There is, unquestionably, a seeming hardship in considering the appellant as a grantor and covenantor, in his deeds to the person for whom he was transacting the business merely as an agent. But hé placed himself in a situation where he must suffer, unless he can be relieved consistently with the rules of law. To admit the evidence offered by him, would be to permit him directly to contradict his deed. In that he declares himself to be the owner of the land, and to have lawful right to convey it; and his express and unequivocal covenants would be defeated by verbal declarations — contrary to the intent of our statutes, and the principles of the common law, which alike prohibit the provisions of solemn instruments to be impaired or defeated by paroi testimony.

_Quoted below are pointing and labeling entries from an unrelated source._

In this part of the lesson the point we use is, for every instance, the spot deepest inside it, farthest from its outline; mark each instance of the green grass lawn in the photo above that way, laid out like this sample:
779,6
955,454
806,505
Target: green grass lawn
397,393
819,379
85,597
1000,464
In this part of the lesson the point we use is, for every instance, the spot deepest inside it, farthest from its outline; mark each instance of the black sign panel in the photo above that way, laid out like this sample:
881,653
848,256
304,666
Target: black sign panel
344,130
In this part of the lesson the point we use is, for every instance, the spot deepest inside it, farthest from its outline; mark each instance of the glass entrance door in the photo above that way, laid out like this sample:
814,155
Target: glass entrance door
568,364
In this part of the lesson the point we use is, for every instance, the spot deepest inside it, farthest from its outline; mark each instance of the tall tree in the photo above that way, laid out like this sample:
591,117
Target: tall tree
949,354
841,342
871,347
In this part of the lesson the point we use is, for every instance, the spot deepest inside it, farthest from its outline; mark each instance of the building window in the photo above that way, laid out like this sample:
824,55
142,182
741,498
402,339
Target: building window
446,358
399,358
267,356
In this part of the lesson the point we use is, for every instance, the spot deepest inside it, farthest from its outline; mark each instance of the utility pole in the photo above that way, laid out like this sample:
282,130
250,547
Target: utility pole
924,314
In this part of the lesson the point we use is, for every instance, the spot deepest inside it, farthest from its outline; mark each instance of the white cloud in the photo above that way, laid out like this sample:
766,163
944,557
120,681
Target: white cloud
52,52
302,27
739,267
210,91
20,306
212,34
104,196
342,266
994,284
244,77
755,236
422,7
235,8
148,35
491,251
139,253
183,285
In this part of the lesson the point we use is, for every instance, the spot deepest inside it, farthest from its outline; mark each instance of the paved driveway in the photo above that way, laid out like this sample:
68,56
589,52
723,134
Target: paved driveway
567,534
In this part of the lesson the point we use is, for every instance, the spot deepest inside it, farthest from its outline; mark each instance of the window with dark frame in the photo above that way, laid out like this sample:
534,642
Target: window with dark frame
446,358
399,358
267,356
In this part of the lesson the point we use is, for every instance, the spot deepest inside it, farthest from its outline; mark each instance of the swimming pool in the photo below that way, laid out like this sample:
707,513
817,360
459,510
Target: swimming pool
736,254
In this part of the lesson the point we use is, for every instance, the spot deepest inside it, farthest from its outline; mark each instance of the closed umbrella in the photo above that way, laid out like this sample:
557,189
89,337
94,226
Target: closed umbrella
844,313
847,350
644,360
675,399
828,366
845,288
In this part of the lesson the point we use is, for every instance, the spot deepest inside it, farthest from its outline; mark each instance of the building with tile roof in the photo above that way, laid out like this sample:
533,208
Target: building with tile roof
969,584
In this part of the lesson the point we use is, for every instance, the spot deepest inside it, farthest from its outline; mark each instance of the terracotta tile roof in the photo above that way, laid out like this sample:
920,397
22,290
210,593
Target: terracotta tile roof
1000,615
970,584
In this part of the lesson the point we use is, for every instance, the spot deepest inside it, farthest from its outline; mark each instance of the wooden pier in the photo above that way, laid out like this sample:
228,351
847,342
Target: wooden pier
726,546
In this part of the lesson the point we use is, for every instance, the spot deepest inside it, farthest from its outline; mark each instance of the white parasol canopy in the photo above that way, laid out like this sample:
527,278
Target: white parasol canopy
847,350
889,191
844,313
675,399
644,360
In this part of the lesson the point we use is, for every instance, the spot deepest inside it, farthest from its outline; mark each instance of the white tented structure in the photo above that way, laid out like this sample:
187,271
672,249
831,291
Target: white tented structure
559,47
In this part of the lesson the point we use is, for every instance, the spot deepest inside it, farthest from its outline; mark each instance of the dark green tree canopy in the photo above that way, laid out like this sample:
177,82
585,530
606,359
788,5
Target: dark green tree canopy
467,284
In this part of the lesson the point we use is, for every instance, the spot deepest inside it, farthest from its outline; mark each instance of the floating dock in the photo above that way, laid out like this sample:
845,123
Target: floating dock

Nor have we more enlarged jurisdiction for the application of principles of equity, when exercising appellate authority as a court of probate, than we should have as a court of common law; for the rules of evidence, as well as of property, bind us equally in either capacity, except where, by statute, a difference is made; and we know of no statute provision applicable to this case.
If the appellant suffers, it is because he was incautious in the mode of conducting his business. To give him relief in the form proposed, would be opening a door to all the mischiefs which the wisdom of the common law, and the discretion of our own legislature, have thought it necessary to close, although, by so doing, some meritorious claims may be shut out. (a)
Decree affirmed
Baker vs. Dewey, 1 B. & C. 704. — Rowntree vs. Jacob, 2 Taunt. 141.— Gris wold vs. Messinger, 6 Pick. 517. — Emery vs. Chase, 5 Gr. 232. — Sed vide Wilkinson vs. Scott, 17 Mass. Rep 249. — Bowen vs. Bell, 20 Johns. 338.